Definition of systemic inflammatory-reactive microvascular endotheliopathy (SIRME). SIRME is caused by damage to the vascular endothelial glycocalyx (VEGLX), which is impaired in an inflammatory response. SIRME is characterized by (1) the presence of causative strong inflammation, (2) vascular endothelial damage with strong thrombogenic tendency and increased vascular permeability, (3) organ failure. SIRME is presumed to be one of the major mechanisms causing diverse complications of COVID-19. (↑) shows upregulation. VE, vascular endothelial; VEGLX, vascular endothelial glycocalyx; TIA, transient ischemic attack; ACS, acute coronary syndrome; ARDS, acute respiratory distress syndrome; DVT, deep vein thrombosis; DIC: disseminated intravascular coagulation; SIRS, systemic inflammatory response syndrome.

Figure 12

Chest radiograph of a patient with mild COVID-19. The fever of 38 °C lasted only half a day, and the next day, cough and nasal discharge were noted. A polymerase chain reaction (PCR) test for SARS-CoV-2 in a nasopharyngeal swab was performed 2 days after the fever was positive, and the patient was admitted to our hospital 2 days later. On admission, the patient had a low-grade fever, cough, nasal discharge, and conjunctival hyperemia, and chest radiographs showed multiple faint frosted shadows in the bilateral lung fields (left).

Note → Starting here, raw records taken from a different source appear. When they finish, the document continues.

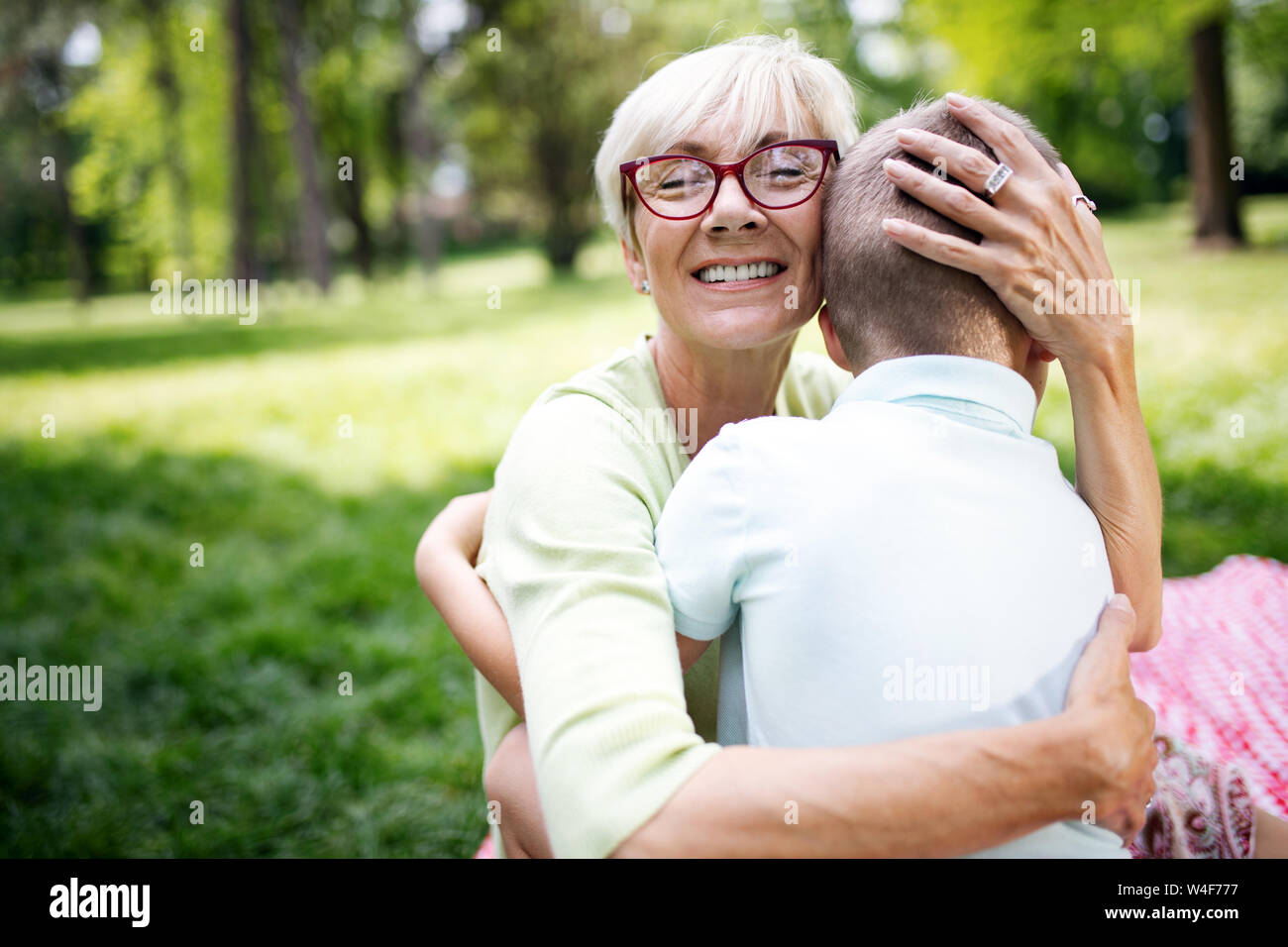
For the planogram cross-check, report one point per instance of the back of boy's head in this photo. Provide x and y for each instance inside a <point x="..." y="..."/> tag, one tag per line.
<point x="884" y="300"/>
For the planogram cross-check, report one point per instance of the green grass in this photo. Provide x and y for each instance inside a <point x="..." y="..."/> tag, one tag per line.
<point x="222" y="682"/>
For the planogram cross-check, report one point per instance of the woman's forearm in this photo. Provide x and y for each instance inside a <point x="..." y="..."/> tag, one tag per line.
<point x="1117" y="476"/>
<point x="931" y="796"/>
<point x="472" y="615"/>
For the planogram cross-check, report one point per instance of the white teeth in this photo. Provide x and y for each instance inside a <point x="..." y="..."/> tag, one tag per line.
<point x="746" y="270"/>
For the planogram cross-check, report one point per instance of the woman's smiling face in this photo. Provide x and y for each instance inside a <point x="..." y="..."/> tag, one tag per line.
<point x="677" y="254"/>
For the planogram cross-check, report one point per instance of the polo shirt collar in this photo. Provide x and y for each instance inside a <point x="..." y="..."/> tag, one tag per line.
<point x="940" y="380"/>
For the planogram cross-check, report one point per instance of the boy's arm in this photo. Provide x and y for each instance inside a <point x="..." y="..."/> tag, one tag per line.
<point x="1119" y="479"/>
<point x="445" y="567"/>
<point x="691" y="650"/>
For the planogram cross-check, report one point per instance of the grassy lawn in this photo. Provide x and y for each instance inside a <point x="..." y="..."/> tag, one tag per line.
<point x="220" y="682"/>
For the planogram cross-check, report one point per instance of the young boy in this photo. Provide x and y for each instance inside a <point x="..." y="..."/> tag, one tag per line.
<point x="867" y="553"/>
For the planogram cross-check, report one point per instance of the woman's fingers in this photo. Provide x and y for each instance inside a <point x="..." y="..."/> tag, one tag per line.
<point x="969" y="165"/>
<point x="951" y="200"/>
<point x="1067" y="176"/>
<point x="1006" y="141"/>
<point x="940" y="248"/>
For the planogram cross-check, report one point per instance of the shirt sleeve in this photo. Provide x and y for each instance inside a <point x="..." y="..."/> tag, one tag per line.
<point x="574" y="567"/>
<point x="699" y="540"/>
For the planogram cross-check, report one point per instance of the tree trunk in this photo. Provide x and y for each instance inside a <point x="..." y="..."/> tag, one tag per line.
<point x="419" y="149"/>
<point x="245" y="263"/>
<point x="351" y="202"/>
<point x="166" y="80"/>
<point x="77" y="249"/>
<point x="304" y="140"/>
<point x="1216" y="197"/>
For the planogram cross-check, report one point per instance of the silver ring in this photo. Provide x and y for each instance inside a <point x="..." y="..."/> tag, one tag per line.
<point x="996" y="179"/>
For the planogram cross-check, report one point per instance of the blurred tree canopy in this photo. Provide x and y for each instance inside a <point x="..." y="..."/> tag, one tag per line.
<point x="305" y="137"/>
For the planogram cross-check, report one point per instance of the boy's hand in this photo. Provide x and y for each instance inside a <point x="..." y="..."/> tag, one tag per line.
<point x="1117" y="728"/>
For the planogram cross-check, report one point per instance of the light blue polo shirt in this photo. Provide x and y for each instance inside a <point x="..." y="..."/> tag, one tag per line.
<point x="912" y="564"/>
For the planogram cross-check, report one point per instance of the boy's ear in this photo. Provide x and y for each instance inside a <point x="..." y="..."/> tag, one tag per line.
<point x="634" y="266"/>
<point x="829" y="341"/>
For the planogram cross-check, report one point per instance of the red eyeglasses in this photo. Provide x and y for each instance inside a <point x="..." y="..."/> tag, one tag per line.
<point x="681" y="187"/>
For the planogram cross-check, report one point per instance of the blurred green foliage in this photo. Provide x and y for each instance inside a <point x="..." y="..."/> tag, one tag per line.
<point x="476" y="123"/>
<point x="222" y="682"/>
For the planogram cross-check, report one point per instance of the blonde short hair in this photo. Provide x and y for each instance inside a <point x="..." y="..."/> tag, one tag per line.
<point x="756" y="73"/>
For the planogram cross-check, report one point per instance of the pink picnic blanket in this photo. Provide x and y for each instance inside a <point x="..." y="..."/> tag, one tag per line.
<point x="1219" y="680"/>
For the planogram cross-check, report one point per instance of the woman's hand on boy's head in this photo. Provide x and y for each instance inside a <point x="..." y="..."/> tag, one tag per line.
<point x="1037" y="243"/>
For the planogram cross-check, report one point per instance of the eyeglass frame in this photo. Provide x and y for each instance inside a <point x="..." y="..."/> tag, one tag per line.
<point x="629" y="170"/>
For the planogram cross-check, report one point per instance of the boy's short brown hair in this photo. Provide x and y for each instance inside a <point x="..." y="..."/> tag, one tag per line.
<point x="884" y="300"/>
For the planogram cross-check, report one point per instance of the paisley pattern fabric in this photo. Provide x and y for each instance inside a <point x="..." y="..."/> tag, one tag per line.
<point x="1201" y="809"/>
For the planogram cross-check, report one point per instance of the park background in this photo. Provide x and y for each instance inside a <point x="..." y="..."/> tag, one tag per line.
<point x="411" y="311"/>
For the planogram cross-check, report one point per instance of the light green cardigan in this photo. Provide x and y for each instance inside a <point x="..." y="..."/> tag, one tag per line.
<point x="568" y="553"/>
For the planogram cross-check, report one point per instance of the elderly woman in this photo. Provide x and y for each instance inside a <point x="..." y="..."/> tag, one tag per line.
<point x="595" y="741"/>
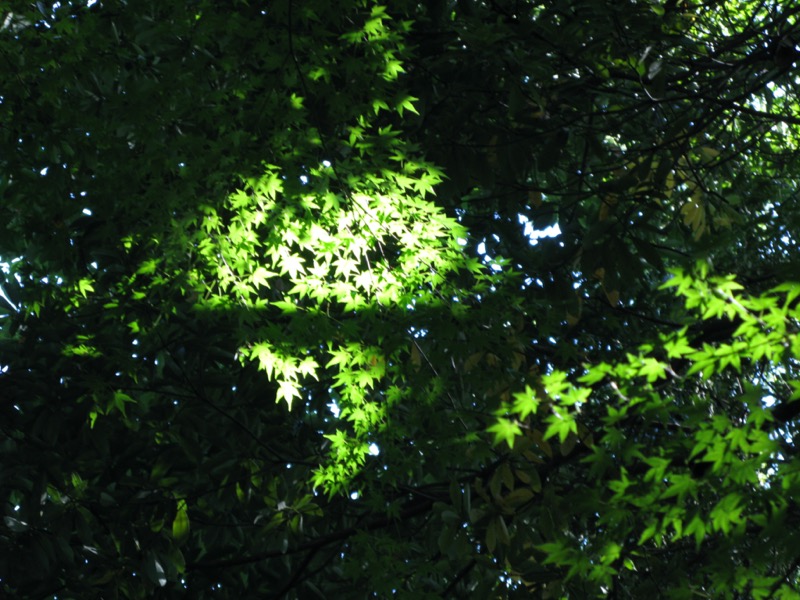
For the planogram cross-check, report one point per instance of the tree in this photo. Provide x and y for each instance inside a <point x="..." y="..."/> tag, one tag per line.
<point x="279" y="322"/>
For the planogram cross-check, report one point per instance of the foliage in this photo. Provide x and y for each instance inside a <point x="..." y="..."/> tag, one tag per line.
<point x="280" y="322"/>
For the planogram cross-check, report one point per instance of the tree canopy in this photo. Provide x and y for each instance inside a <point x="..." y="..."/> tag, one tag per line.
<point x="461" y="298"/>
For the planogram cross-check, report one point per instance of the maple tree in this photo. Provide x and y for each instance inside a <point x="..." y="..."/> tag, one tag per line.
<point x="280" y="316"/>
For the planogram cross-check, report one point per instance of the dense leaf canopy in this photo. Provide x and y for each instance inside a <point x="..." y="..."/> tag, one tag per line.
<point x="424" y="299"/>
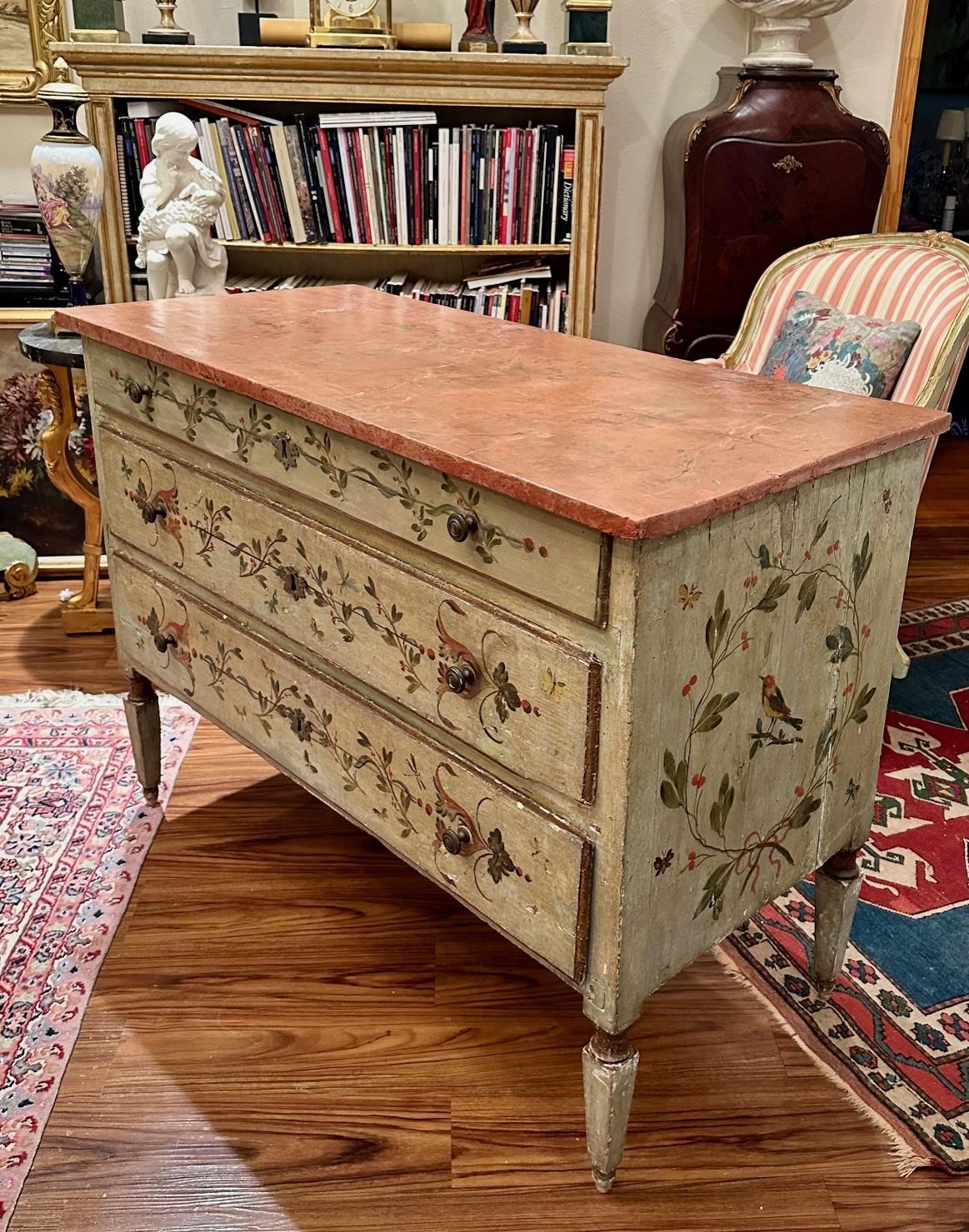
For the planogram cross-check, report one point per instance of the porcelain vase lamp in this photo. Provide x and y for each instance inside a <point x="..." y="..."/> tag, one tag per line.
<point x="68" y="180"/>
<point x="778" y="28"/>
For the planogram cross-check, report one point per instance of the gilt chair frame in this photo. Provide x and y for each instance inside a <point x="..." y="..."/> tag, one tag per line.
<point x="936" y="390"/>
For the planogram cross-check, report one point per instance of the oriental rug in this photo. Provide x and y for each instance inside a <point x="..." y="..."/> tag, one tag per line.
<point x="73" y="835"/>
<point x="895" y="1034"/>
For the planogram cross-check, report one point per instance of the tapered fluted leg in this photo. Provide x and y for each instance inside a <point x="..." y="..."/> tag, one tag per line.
<point x="837" y="885"/>
<point x="144" y="727"/>
<point x="609" y="1066"/>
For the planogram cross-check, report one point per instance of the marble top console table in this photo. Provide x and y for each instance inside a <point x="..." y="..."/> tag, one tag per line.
<point x="594" y="640"/>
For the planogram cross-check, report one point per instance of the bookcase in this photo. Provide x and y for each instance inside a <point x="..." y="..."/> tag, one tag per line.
<point x="460" y="87"/>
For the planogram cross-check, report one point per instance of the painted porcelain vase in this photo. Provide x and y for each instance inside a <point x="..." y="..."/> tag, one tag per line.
<point x="68" y="180"/>
<point x="778" y="28"/>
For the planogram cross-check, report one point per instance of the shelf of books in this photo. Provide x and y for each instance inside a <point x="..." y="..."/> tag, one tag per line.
<point x="481" y="213"/>
<point x="477" y="190"/>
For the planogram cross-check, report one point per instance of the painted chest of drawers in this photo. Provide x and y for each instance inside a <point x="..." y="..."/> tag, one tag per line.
<point x="597" y="641"/>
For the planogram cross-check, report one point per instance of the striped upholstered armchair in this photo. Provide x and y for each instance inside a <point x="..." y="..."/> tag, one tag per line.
<point x="905" y="277"/>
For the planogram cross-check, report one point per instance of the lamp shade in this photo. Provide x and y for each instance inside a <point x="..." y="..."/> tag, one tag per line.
<point x="951" y="127"/>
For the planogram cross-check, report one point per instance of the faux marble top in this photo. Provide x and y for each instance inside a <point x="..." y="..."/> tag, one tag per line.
<point x="634" y="445"/>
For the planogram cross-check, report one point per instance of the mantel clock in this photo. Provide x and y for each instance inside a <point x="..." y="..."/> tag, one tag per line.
<point x="352" y="23"/>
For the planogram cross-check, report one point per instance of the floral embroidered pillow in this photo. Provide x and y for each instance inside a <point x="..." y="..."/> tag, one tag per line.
<point x="819" y="345"/>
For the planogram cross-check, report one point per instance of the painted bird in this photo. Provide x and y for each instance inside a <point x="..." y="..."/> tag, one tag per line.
<point x="776" y="706"/>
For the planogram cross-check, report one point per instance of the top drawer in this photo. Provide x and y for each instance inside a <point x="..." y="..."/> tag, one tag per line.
<point x="552" y="560"/>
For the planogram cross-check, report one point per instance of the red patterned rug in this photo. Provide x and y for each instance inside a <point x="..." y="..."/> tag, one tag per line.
<point x="895" y="1034"/>
<point x="73" y="835"/>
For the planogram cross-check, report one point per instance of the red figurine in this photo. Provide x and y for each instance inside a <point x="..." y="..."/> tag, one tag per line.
<point x="478" y="36"/>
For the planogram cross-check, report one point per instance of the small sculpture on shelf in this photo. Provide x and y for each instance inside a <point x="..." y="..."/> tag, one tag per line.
<point x="480" y="33"/>
<point x="524" y="41"/>
<point x="182" y="200"/>
<point x="167" y="31"/>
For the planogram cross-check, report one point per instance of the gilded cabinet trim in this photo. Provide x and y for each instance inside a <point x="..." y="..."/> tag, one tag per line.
<point x="47" y="27"/>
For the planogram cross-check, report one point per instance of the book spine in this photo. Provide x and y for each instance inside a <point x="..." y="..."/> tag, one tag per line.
<point x="400" y="175"/>
<point x="141" y="138"/>
<point x="287" y="184"/>
<point x="329" y="187"/>
<point x="346" y="142"/>
<point x="444" y="187"/>
<point x="417" y="184"/>
<point x="342" y="189"/>
<point x="257" y="193"/>
<point x="563" y="231"/>
<point x="215" y="146"/>
<point x="274" y="185"/>
<point x="557" y="187"/>
<point x="300" y="175"/>
<point x="237" y="184"/>
<point x="312" y="167"/>
<point x="386" y="149"/>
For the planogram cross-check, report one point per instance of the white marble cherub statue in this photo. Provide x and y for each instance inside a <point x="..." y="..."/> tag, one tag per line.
<point x="182" y="200"/>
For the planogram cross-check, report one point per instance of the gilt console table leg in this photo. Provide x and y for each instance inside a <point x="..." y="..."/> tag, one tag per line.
<point x="609" y="1065"/>
<point x="82" y="612"/>
<point x="837" y="885"/>
<point x="144" y="727"/>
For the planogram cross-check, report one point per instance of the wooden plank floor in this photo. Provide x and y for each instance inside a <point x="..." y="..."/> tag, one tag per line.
<point x="295" y="1033"/>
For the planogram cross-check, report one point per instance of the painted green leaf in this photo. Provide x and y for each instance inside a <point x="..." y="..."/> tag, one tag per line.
<point x="807" y="596"/>
<point x="773" y="594"/>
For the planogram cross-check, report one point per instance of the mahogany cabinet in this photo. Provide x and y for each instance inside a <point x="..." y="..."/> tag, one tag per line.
<point x="774" y="162"/>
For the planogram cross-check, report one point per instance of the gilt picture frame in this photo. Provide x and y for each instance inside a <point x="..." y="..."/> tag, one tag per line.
<point x="31" y="506"/>
<point x="27" y="28"/>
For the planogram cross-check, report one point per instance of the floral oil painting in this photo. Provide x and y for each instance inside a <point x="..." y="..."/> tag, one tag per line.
<point x="31" y="508"/>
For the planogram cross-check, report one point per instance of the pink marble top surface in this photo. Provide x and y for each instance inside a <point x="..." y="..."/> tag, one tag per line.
<point x="634" y="445"/>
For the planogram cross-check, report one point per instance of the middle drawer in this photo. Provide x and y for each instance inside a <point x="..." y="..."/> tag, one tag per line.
<point x="527" y="699"/>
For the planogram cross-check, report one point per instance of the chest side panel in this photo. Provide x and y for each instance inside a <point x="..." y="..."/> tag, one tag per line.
<point x="765" y="651"/>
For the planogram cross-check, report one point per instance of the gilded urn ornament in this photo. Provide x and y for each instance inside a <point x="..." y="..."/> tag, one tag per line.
<point x="68" y="180"/>
<point x="778" y="28"/>
<point x="523" y="40"/>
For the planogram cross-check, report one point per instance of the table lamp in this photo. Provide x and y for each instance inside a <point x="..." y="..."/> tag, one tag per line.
<point x="951" y="128"/>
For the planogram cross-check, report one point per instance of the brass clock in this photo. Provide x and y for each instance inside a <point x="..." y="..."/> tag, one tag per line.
<point x="352" y="23"/>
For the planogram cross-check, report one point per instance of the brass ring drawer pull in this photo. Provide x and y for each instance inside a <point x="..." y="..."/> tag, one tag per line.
<point x="462" y="679"/>
<point x="462" y="526"/>
<point x="137" y="393"/>
<point x="152" y="513"/>
<point x="454" y="840"/>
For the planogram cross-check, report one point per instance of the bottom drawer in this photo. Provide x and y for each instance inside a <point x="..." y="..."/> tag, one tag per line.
<point x="511" y="863"/>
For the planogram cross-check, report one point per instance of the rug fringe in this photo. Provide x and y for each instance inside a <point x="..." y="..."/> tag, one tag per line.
<point x="905" y="1158"/>
<point x="46" y="699"/>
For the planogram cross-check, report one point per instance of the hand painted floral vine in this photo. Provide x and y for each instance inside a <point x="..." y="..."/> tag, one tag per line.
<point x="364" y="766"/>
<point x="729" y="631"/>
<point x="391" y="477"/>
<point x="267" y="561"/>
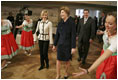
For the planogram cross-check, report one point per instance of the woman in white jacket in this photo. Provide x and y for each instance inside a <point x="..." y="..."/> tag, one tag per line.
<point x="44" y="31"/>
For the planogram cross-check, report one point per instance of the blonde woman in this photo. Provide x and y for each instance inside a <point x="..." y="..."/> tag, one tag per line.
<point x="107" y="62"/>
<point x="27" y="42"/>
<point x="44" y="30"/>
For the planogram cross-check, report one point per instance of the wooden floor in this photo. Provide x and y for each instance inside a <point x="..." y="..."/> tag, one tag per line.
<point x="26" y="67"/>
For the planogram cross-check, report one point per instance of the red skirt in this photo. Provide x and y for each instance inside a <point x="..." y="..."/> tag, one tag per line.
<point x="27" y="40"/>
<point x="8" y="46"/>
<point x="108" y="68"/>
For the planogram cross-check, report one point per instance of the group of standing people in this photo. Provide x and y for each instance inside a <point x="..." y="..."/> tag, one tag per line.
<point x="64" y="42"/>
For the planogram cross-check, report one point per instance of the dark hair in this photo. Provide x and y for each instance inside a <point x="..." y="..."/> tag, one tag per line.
<point x="114" y="14"/>
<point x="86" y="10"/>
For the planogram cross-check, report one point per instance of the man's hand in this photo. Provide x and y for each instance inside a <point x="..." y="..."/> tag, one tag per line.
<point x="90" y="40"/>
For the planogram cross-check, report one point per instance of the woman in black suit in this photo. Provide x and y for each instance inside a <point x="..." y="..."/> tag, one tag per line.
<point x="65" y="40"/>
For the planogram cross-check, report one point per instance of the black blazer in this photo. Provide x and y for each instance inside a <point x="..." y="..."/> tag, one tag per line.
<point x="66" y="33"/>
<point x="100" y="23"/>
<point x="86" y="31"/>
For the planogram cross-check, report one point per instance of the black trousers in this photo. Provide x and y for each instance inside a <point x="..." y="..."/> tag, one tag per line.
<point x="83" y="48"/>
<point x="44" y="45"/>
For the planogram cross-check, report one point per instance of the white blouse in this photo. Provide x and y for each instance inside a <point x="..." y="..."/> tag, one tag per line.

With follow-up observation alone, the patient’s common cold-like symptoms were mild, and the abnormal shadows on the lungs had nearly disappeared by the ninth day of the disease (right). The patient was then discharged after two PCR tests confirmed negative results.

Figure 13

Chest computed tomography (CT) of a patient with mild COVID-19, the same patient as in Figure 12. On the second day, there were multiple faint frosted shadows bilaterally (left), but by the tenth day, the abnormal shadows had almost disappeared (right).

Figure 14

A flowchart depicting the selection process. A total of 16 studies were imported for title and abstract screening after removing duplicates, and 2 studies were retained. After a total of 11 studies were deemed eligible for full-text review, 6 reports [3,87,88,89,90,91] were included in Table 3.